Effects of light: Light attenuation is exponential as depth increases, and only 45%of subsurface light remains at a depth of a few meters [9]. In the light experiments, we had 9 light intensities mimicking different depths which the algae inhabit. Under natural light conditions, the algal stripes had a particular reflectance pattern, as the first apical stripe reflected the most while the stripes in the mid-thallus reflected the least (Figure 2). In agreement with the reflectance gradient among the stripes, pigment ratios (460/560 and 680/560) of the calcareous stripes showed less pigment content in the apical stripes than in the mid-thallus (Figure 3).
Figure 2: Light reflectance from the aragonite stripes under variant light conditions: Light reflectance from fresh algae showing the gradient reflectance as the first apical stripe reflects the most and the eighth stripe reflects the least. The pictures on the right show the CaCO3 morphology in those areas.
Figure 3: Light reflectance from the aragonite stripes under variant light conditions: Pigment ratio of fresh algae indicating the least absorption in the first apical stripe, increasing up to the eighth stripe.

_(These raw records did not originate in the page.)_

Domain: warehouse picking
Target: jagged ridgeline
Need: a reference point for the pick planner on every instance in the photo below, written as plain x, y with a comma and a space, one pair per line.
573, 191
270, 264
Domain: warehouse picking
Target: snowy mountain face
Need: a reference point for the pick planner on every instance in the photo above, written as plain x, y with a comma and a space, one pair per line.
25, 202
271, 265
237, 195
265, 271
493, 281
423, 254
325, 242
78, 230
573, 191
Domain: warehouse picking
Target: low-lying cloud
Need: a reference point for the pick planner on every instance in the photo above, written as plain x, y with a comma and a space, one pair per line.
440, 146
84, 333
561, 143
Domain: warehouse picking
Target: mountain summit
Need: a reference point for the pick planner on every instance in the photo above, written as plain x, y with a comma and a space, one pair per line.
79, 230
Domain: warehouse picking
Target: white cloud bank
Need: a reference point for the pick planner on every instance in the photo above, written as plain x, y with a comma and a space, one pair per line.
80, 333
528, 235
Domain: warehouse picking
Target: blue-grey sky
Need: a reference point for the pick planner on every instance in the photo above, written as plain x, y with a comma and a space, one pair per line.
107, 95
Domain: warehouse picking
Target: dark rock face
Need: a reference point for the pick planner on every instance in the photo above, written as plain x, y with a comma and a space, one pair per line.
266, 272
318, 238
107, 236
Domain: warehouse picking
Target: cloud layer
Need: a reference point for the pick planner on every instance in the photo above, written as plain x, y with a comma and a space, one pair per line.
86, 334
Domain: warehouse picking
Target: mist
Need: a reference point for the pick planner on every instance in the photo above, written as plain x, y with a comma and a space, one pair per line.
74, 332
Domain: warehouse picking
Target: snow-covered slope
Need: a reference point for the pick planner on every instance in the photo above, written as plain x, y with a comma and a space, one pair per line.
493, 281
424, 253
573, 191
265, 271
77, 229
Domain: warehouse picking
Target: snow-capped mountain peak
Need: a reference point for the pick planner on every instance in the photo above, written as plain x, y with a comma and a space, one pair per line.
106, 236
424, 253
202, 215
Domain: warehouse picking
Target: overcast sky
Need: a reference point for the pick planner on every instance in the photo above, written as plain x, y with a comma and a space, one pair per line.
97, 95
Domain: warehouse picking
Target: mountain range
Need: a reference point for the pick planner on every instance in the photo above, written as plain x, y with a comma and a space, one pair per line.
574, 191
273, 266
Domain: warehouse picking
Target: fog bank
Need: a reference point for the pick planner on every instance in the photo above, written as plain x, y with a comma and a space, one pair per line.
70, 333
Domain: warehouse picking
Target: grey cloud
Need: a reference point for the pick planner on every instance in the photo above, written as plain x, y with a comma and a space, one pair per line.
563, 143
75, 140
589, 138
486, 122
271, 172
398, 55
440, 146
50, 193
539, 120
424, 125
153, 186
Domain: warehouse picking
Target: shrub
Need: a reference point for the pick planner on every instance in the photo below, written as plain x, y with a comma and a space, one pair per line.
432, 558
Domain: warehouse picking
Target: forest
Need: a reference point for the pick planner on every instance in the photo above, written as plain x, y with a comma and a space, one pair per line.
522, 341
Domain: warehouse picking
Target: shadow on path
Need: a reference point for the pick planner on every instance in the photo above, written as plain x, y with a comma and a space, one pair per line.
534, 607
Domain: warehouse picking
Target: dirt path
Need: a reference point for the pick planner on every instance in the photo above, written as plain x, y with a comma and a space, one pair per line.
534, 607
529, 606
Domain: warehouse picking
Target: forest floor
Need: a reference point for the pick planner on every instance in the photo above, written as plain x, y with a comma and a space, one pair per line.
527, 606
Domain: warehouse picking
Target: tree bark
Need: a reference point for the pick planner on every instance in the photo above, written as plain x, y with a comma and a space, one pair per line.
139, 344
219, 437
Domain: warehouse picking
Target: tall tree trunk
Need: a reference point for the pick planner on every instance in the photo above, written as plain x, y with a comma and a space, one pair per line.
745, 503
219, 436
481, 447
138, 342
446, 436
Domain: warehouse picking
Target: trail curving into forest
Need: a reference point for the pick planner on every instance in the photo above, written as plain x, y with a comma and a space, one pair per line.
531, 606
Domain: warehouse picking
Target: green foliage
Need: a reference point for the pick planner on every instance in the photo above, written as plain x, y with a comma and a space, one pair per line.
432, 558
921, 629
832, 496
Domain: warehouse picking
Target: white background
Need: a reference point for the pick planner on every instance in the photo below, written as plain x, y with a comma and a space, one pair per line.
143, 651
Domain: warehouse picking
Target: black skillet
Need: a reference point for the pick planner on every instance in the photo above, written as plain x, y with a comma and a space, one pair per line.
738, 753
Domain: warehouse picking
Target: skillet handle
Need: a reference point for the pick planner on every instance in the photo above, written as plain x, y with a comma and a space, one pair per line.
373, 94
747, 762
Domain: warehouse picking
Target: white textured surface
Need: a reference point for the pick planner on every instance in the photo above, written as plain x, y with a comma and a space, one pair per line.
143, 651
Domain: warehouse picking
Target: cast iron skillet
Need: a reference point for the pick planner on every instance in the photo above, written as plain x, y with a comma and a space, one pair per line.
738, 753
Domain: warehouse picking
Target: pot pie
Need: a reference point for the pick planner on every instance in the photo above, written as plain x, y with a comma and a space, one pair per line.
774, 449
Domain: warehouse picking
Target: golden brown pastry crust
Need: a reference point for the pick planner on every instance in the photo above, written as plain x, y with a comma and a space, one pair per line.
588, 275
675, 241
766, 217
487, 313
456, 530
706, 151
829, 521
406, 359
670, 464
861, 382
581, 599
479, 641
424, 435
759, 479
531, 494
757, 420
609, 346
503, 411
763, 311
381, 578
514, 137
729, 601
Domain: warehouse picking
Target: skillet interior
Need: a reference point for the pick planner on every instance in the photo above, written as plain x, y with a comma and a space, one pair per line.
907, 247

This gradient light experiment attempted to mimic variant depths. By using equation no. 1, we calculated the approximate depth of each treatment, as seen in figure 4.
Figure 4: Light reflectance from the aragonite stripes under variant light conditions: Reflectance under variant light intensity mimicking depth gradient. The results indicating that there is less calcification in the depth and more calcification at the shore and under high light conditions (t0=after placing the experiment, t4=after full 4 days).
Eq no 1: Iz=Io e –K d z
I=Irradiance, Z=depth, Io=PAR, Kd=light attenuation coefficient; m-1.

It seems that under a particular light intensity, the reflectance from the calcifying stripes increases as depth reduces (Figure 4, intensities 1.29-2.58 μE). 

In contrast to mid-light, algae under high and dim light show the opposite results. The stripe reflectance showed some reduction under 0.9 μE and above 2.58 μE. 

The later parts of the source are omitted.